/** \file sr_geo2.h 
 * 2d geometric primitives */

# ifndef SR_GEO2_H
# define SR_GEO2_H

# define SR_CCW(ax,ay,bx,by,cx,cy)  ((ax*by)-(bx*ay)+(bx*cy)-(cx*by)+(cx*ay)-(ax*cy))

/*! Returns true if segments (p1,p2) and (p3,p4) intersect, and false otherwise. */
bool sr_segments_intersect ( double p1x, double p1y, double p2x, double p2y,
                             double p3x, double p3y, double p4x, double p4y );

/*! Returns true if segments (p1,p2) and (p3,p4) intersect, and false otherwise. 
    In case of intersection, p will be the intersection point. */
bool sr_segments_intersect ( double p1x, double p1y, double p2x, double p2y,
                             double p3x, double p3y, double p4x, double p4y,
                             double& x, double &y );

/*! Returns true if lines (p1,p2) and (p3,p4) intersect, and false otherwise. */
bool sr_lines_intersect ( double p1x, double p1y, double p2x, double p2y,
                          double p3x, double p3y, double p4x, double p4y );

/*! Returns true if lines (p1,p2) and (p3,p4) intersect, and false otherwise. 
    In case of intersection, p will be the intersection point. */
bool sr_lines_intersect ( double p1x, double p1y, double p2x, double p2y,
                          double p3x, double p3y, double p4x, double p4y,
                          double& x, double &y );

/*! Orthogonal projection of p in the line (p1,p2).
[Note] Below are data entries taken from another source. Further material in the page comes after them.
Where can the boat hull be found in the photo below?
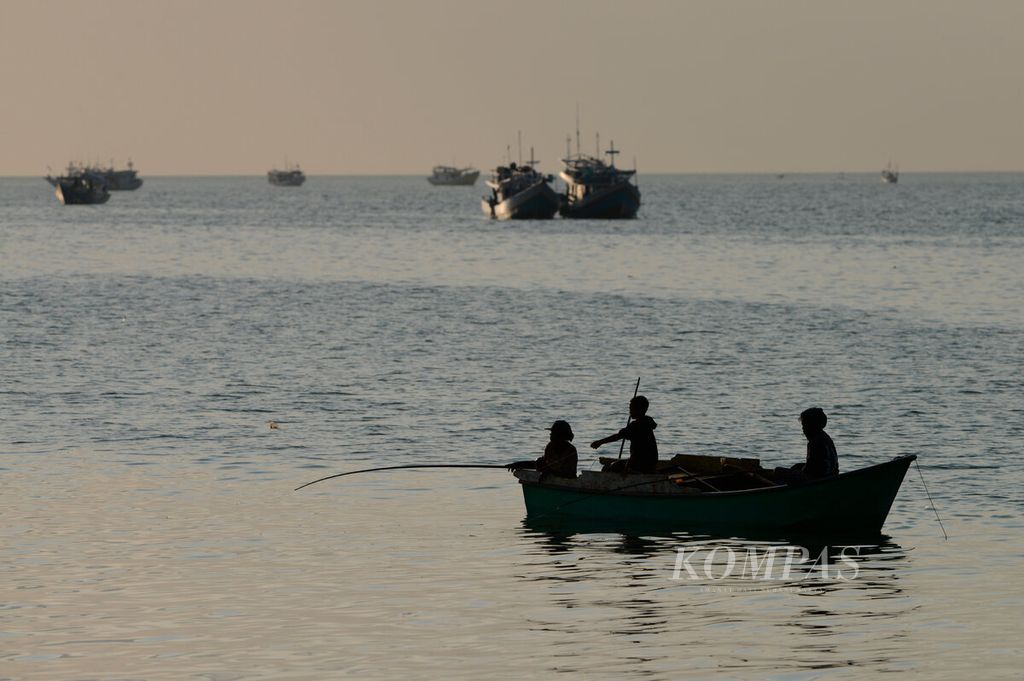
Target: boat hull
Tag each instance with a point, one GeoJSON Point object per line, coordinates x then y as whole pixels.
{"type": "Point", "coordinates": [539, 202]}
{"type": "Point", "coordinates": [854, 502]}
{"type": "Point", "coordinates": [286, 180]}
{"type": "Point", "coordinates": [614, 203]}
{"type": "Point", "coordinates": [465, 179]}
{"type": "Point", "coordinates": [71, 194]}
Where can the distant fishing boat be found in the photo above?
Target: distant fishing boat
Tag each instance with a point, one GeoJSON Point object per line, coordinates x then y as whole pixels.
{"type": "Point", "coordinates": [890, 174]}
{"type": "Point", "coordinates": [452, 176]}
{"type": "Point", "coordinates": [288, 177]}
{"type": "Point", "coordinates": [740, 496]}
{"type": "Point", "coordinates": [120, 180]}
{"type": "Point", "coordinates": [115, 180]}
{"type": "Point", "coordinates": [85, 187]}
{"type": "Point", "coordinates": [595, 189]}
{"type": "Point", "coordinates": [520, 193]}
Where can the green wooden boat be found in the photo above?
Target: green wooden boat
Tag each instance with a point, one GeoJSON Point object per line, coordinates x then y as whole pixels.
{"type": "Point", "coordinates": [853, 502]}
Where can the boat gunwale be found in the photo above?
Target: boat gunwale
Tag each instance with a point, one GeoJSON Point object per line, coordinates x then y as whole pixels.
{"type": "Point", "coordinates": [908, 458]}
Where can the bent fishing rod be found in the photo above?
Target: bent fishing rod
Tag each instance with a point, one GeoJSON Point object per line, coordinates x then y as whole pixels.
{"type": "Point", "coordinates": [371, 470]}
{"type": "Point", "coordinates": [629, 418]}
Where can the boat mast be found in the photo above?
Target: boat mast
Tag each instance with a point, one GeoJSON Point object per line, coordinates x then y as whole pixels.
{"type": "Point", "coordinates": [578, 128]}
{"type": "Point", "coordinates": [612, 152]}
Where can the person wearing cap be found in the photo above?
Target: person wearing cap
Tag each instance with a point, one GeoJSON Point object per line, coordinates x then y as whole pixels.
{"type": "Point", "coordinates": [822, 460]}
{"type": "Point", "coordinates": [640, 433]}
{"type": "Point", "coordinates": [559, 456]}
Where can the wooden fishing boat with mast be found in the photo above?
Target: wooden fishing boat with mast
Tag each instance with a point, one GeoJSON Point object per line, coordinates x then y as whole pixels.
{"type": "Point", "coordinates": [720, 493]}
{"type": "Point", "coordinates": [520, 193]}
{"type": "Point", "coordinates": [595, 189]}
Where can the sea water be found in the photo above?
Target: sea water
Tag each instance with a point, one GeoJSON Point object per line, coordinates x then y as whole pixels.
{"type": "Point", "coordinates": [148, 527]}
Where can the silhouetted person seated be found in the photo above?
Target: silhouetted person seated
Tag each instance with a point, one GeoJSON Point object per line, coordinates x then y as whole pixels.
{"type": "Point", "coordinates": [559, 456]}
{"type": "Point", "coordinates": [640, 433]}
{"type": "Point", "coordinates": [822, 461]}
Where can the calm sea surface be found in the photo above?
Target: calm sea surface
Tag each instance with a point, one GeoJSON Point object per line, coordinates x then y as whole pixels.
{"type": "Point", "coordinates": [147, 524]}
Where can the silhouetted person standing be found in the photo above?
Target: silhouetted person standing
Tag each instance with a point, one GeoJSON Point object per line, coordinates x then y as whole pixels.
{"type": "Point", "coordinates": [822, 460]}
{"type": "Point", "coordinates": [640, 433]}
{"type": "Point", "coordinates": [559, 456]}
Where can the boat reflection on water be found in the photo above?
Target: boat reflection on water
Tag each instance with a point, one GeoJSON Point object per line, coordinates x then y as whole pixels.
{"type": "Point", "coordinates": [737, 561]}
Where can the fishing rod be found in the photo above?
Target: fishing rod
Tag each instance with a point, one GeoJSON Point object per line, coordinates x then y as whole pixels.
{"type": "Point", "coordinates": [371, 470]}
{"type": "Point", "coordinates": [622, 444]}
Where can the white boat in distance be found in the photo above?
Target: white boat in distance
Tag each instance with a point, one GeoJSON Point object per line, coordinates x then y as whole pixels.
{"type": "Point", "coordinates": [287, 177]}
{"type": "Point", "coordinates": [890, 174]}
{"type": "Point", "coordinates": [452, 176]}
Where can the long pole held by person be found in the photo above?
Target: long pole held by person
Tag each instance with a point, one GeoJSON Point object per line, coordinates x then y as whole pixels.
{"type": "Point", "coordinates": [622, 445]}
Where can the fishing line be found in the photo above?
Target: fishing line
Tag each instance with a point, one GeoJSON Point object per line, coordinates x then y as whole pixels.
{"type": "Point", "coordinates": [944, 535]}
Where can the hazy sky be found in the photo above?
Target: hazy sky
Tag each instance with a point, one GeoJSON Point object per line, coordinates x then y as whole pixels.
{"type": "Point", "coordinates": [352, 87]}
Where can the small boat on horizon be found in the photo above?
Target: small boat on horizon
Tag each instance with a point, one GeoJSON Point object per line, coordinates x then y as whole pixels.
{"type": "Point", "coordinates": [520, 193]}
{"type": "Point", "coordinates": [115, 180]}
{"type": "Point", "coordinates": [452, 176]}
{"type": "Point", "coordinates": [290, 176]}
{"type": "Point", "coordinates": [739, 495]}
{"type": "Point", "coordinates": [890, 174]}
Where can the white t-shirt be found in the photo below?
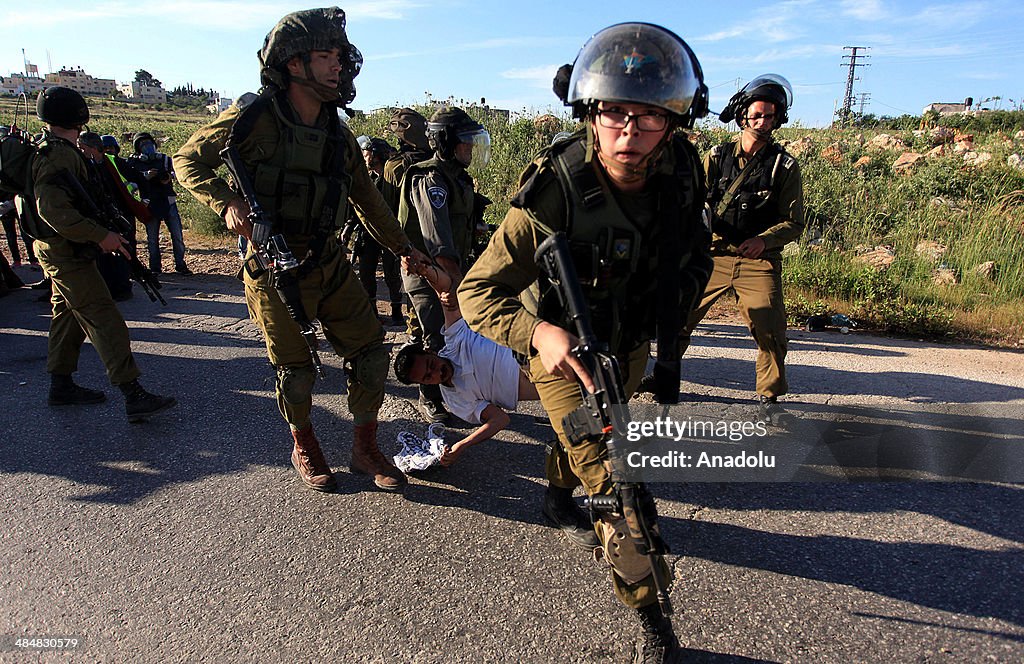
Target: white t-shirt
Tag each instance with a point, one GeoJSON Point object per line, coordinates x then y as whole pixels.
{"type": "Point", "coordinates": [483, 373]}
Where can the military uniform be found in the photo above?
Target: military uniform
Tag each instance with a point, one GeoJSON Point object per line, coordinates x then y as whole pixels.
{"type": "Point", "coordinates": [615, 238]}
{"type": "Point", "coordinates": [66, 244]}
{"type": "Point", "coordinates": [369, 252]}
{"type": "Point", "coordinates": [769, 204]}
{"type": "Point", "coordinates": [436, 211]}
{"type": "Point", "coordinates": [394, 171]}
{"type": "Point", "coordinates": [287, 161]}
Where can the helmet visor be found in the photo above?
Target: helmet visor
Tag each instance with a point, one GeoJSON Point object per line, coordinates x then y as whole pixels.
{"type": "Point", "coordinates": [771, 86]}
{"type": "Point", "coordinates": [636, 63]}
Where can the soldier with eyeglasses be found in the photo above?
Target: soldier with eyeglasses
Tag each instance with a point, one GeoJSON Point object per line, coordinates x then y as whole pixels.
{"type": "Point", "coordinates": [628, 191]}
{"type": "Point", "coordinates": [756, 202]}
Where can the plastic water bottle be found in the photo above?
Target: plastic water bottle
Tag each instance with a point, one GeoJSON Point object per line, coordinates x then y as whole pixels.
{"type": "Point", "coordinates": [435, 438]}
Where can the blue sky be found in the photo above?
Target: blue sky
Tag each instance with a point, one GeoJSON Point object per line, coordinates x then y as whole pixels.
{"type": "Point", "coordinates": [508, 51]}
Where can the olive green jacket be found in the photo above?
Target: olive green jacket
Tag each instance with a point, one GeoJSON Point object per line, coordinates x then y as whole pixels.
{"type": "Point", "coordinates": [196, 162]}
{"type": "Point", "coordinates": [788, 194]}
{"type": "Point", "coordinates": [53, 201]}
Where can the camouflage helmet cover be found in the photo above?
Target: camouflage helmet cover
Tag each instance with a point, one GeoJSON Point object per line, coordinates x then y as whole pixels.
{"type": "Point", "coordinates": [61, 107]}
{"type": "Point", "coordinates": [302, 32]}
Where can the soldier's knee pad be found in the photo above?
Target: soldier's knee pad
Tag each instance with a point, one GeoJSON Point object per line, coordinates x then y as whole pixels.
{"type": "Point", "coordinates": [620, 551]}
{"type": "Point", "coordinates": [295, 383]}
{"type": "Point", "coordinates": [370, 369]}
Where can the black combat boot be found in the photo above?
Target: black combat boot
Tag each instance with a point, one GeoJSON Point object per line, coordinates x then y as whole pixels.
{"type": "Point", "coordinates": [396, 318]}
{"type": "Point", "coordinates": [770, 412]}
{"type": "Point", "coordinates": [565, 514]}
{"type": "Point", "coordinates": [432, 405]}
{"type": "Point", "coordinates": [659, 645]}
{"type": "Point", "coordinates": [140, 405]}
{"type": "Point", "coordinates": [64, 391]}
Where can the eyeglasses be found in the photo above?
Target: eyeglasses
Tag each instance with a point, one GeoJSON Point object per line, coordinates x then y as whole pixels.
{"type": "Point", "coordinates": [650, 121]}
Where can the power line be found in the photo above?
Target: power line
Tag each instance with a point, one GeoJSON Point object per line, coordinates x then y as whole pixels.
{"type": "Point", "coordinates": [853, 65]}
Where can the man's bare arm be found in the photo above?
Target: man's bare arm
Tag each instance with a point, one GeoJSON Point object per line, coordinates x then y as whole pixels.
{"type": "Point", "coordinates": [494, 420]}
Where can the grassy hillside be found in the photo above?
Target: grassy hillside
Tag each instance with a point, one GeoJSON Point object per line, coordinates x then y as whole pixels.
{"type": "Point", "coordinates": [933, 225]}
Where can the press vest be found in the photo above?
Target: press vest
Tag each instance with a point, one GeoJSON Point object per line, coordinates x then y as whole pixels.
{"type": "Point", "coordinates": [460, 205]}
{"type": "Point", "coordinates": [754, 207]}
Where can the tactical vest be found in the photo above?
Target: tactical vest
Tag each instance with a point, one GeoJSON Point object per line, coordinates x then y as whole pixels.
{"type": "Point", "coordinates": [33, 224]}
{"type": "Point", "coordinates": [617, 259]}
{"type": "Point", "coordinates": [460, 204]}
{"type": "Point", "coordinates": [753, 209]}
{"type": "Point", "coordinates": [294, 183]}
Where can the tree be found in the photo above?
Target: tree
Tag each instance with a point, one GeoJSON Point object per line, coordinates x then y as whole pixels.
{"type": "Point", "coordinates": [143, 77]}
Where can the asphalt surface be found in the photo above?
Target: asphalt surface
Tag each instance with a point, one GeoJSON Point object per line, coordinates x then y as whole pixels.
{"type": "Point", "coordinates": [188, 538]}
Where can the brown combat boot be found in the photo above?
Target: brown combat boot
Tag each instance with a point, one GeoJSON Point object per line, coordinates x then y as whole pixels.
{"type": "Point", "coordinates": [367, 459]}
{"type": "Point", "coordinates": [309, 462]}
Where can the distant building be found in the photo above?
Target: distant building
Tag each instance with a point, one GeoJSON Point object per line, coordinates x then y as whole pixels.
{"type": "Point", "coordinates": [17, 83]}
{"type": "Point", "coordinates": [219, 106]}
{"type": "Point", "coordinates": [143, 93]}
{"type": "Point", "coordinates": [83, 83]}
{"type": "Point", "coordinates": [949, 109]}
The projected point becomes q. */
void sr_line_projection ( double p1x, double p1y, double p2x, double p2y,
                          double px, double py,
                          double& qx, double& qy );

/*! Returns true if the orthogonal projection of p is inside (within epsilon distance)
    the segment (p1,p2). In such a case, the projected point becomes q, otherwise
    false is returned. */
bool sr_segment_projection ( double p1x, double p1y, double p2x, double p2y,
                             double px, double py,
                             double& qx, double& qy, double epsilon );

/*! Returns the square of the distance between p1 and p2 */
double sr_dist2 ( double p1x, double p1y, double p2x, double p2y );

/*! Returns the minimum distance between p and segment (p1,p2) */
double sr_point_segment_dist ( double px, double py, 
                               double p1x, double p1y, double p2x, double p2y );

/*! Returns the minimum distance between p and line (p1,p2) */
double sr_point_line_dist ( double px, double py, double p1x, double p1y, double p2x, double p2y );

/*! Returns true if the distance between p1 and p2 is smaller (or equal) than epsilon */
bool sr_next ( double p1x, double p1y, double p2x, double p2y, double epsilon );

/*! Returns >0 if the three points are in counter-clockwise order, <0 if
    the order is clockwise and 0 if points are collinear. */
double sr_ccw ( double p1x, double p1y, double p2x, double p2y, double p3x, double p3y );

/*! Returns true if p is in the segment (p1,p2), within precision epsilon, and false
    otherwise. More precisely, true is returned if the projection of p in the segment (p1,p2)
    has a distance to p less or equal than epsilon. */
bool sr_in_segment ( double p1x, double p1y, double p2x, double p2y,
                     double px, double py, double epsilon );

/*! Returns true if p is in the segment (p1,p2), within precision epsilon, and false
    otherwise. More precisely, true is returned if the projection of p in the segment
    p1,p2) has a distance to p less or equal than epsilon. Parameter dist2 contains
    the square of that distance. */
bool sr_in_segment ( double p1x, double p1y, double p2x, double p2y, double px, double py,
                     double epsilon, double& dist2 );

/*! Returns true if p is inside (or in the border) of triangle (p1,p2,p3), otherwise false
    is returned. The test is based on 3 CCW>=0 tests and no epsilons are used. */
bool sr_in_triangle ( double p1x, double p1y, double p2x, double p2y, double p3x, double p3y,
                      double px, double py );

/*! Returns true if p is inside the circle passing at p1, p2, and p3, otherwise false
    is returned. Points p1, p2 and p3 must be in ccw orientation.
    This is a fast 4x4 determinant evaluation that will return true only
    if p is strictly inside the circle, testing if determinant>1.0E-14 */
bool sr_in_circle ( double p1x, double p1y, double p2x, double p2y, double p3x, double p3y,
                    double px, double py );

/*! Returns (u,v,w), w==1-u-v, u+v+w==1, such that p1*u + p2*v + p3w == p */
void sr_barycentric ( double p1x, double p1y, double p2x, double p2y, double p3x, double p3y,
                      double px, double py, double& u, double& v, double& w );

//============================== end of file ===============================

# endif // SR_GEO2_H